Now, by setting aside money for current employees' medical expenses when they retire and making other "sustainable budgeting" decisions, the city's finances are more protected from the whims of lawmakers.
The need to plan ahead remains, Mossar said.
"I think the future is not just always rosy. I think it's going to be a struggle to maintain services."
Mossar has witnessed another systematic change in Palo Alto's civic process — the rise of the Internet, replete with anonymous online blogs and speedy e-mail.
The Web has "changed the face of politics," Mossar said.
Although more people can participate, no one has to make an effort to discuss issues or take the time to call a council member or attend a meeting, she said.
"Before the Internet, if they wanted to participate they had to show up to participate. Now, they can just send in their opinion and be unhappy when you don't select their choice in the end."
No one has figured out how to use the Internet meaningfully to work toward a political solution, Mossar said.
"I think it's a real problem for democracy," she said.
And it's made the job of council members much larger.
"When I was first elected you could spend 15 hours a week. Now, if you just spent 15 hours a week you wouldn't know what was going on."
As the race to replace Mossar and council members Judy Kleinberg, Bern Beecham and LaDoris Cordell heats up, Mossar said she is sad the number of women on the council will probably drop, as only two are running.
"Gender balance has been very important to good decision making," she said.
She disagrees with those who feel the council should have fewer members.
Council members serve on numerous regional committees and boards, she said.

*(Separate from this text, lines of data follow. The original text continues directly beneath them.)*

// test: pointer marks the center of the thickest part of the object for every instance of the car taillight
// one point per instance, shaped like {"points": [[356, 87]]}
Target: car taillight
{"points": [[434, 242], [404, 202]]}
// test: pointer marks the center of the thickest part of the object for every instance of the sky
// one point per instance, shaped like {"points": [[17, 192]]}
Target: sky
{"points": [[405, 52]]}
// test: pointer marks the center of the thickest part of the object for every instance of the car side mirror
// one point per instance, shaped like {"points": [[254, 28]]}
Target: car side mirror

"Palo Alto is a special community. It has a special intellect to it. I think the region and residents of Palo Alto benefit (from regional involvement)."

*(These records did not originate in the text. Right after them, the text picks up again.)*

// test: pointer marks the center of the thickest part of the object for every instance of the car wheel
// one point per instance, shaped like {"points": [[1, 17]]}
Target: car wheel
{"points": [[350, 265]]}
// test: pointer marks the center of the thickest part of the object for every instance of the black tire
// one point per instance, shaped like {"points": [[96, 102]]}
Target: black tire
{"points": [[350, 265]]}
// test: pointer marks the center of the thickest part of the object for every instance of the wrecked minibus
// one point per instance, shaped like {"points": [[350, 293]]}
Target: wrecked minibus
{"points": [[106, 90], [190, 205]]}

In addition, nine council members offer better representation of the citizens' diverse views and more refined debates, Mossar said.
"When you get down to five, the politics are much rawer. It swings much easier," she said.

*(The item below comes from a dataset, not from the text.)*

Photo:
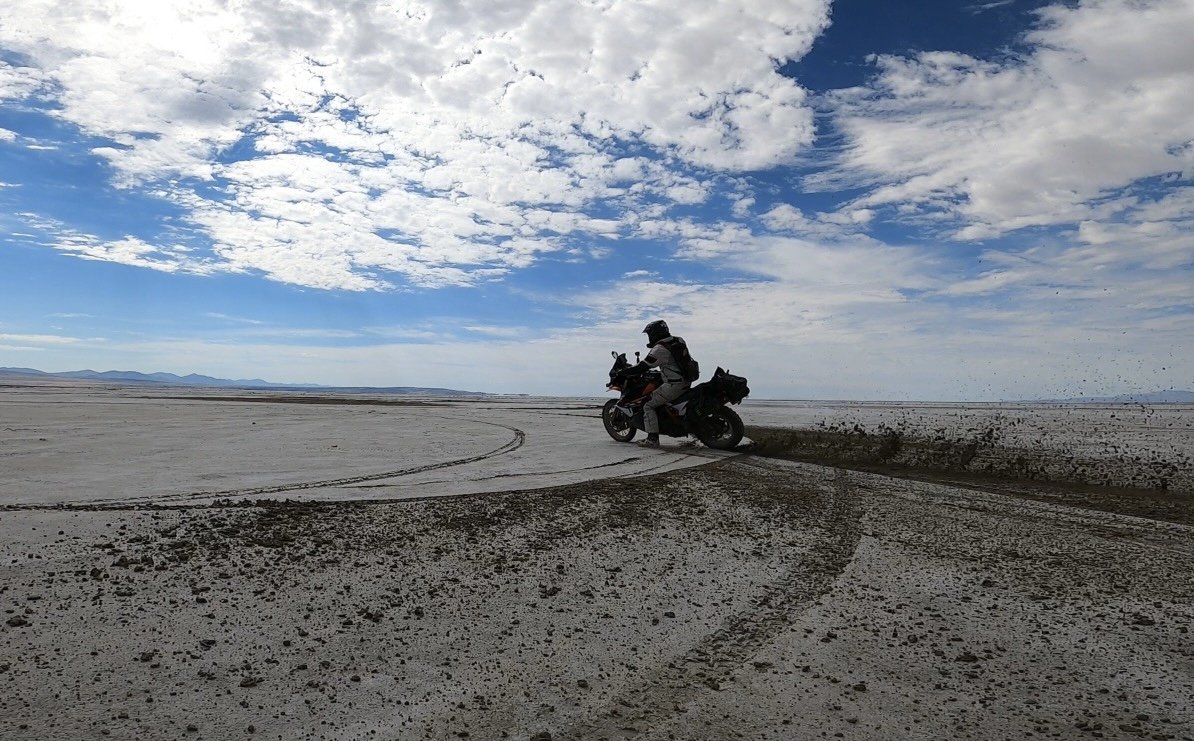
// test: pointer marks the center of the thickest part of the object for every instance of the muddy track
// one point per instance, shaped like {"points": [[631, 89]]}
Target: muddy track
{"points": [[724, 653], [518, 440]]}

Her advice for new council members?
"Just be patient and learn what you need to learn. Ö Understand there are a lot of things you don't know."
As for the oft-touted decline in civility, Mossar said it doesn't faze her.
"I had a pretty thick hide. You have to realize it isn't personal. It's about the job," she said.
But as her days as a council member dwindle, Mossar said she still hasn't decided what to do next.
"I vacillate between Ö never leaving the house or combing my hair, or getting a job lobbying legislators in Washington," Mossar said, half-joking.
"In fact, I just need a little break so I can settle in and focus."
Her current top interest is the rise in sea levels caused by global warming, particularly in the Bay Area.
Despite the interest in global warming, politicians and others haven't stopped pouring money into projects that may soon be under water, Mossar said.
"What people haven't really grasped is the problem exists today," she said. Constructing dikes around the entire Bay isn't feasible, but neither is letting some critical spots, such as San Francisco International Airport, go under, she added.
It's a multifaceted, long-range problem with no ideal solution, and it intrigues Mossar.
"I'm looking for a place to take that interest."
But then again, she may devote more time to art, a hobby she acquired rather recently after visiting museums and not understanding how the paintings had been made.
She's created pastels, made digital movies and plans to take a photography course in the fall.
"In a lot of ways I feel pretty open," Mossar said. "I have a lot of skills and a lot of interests, and I want to make sure I put them to the best use."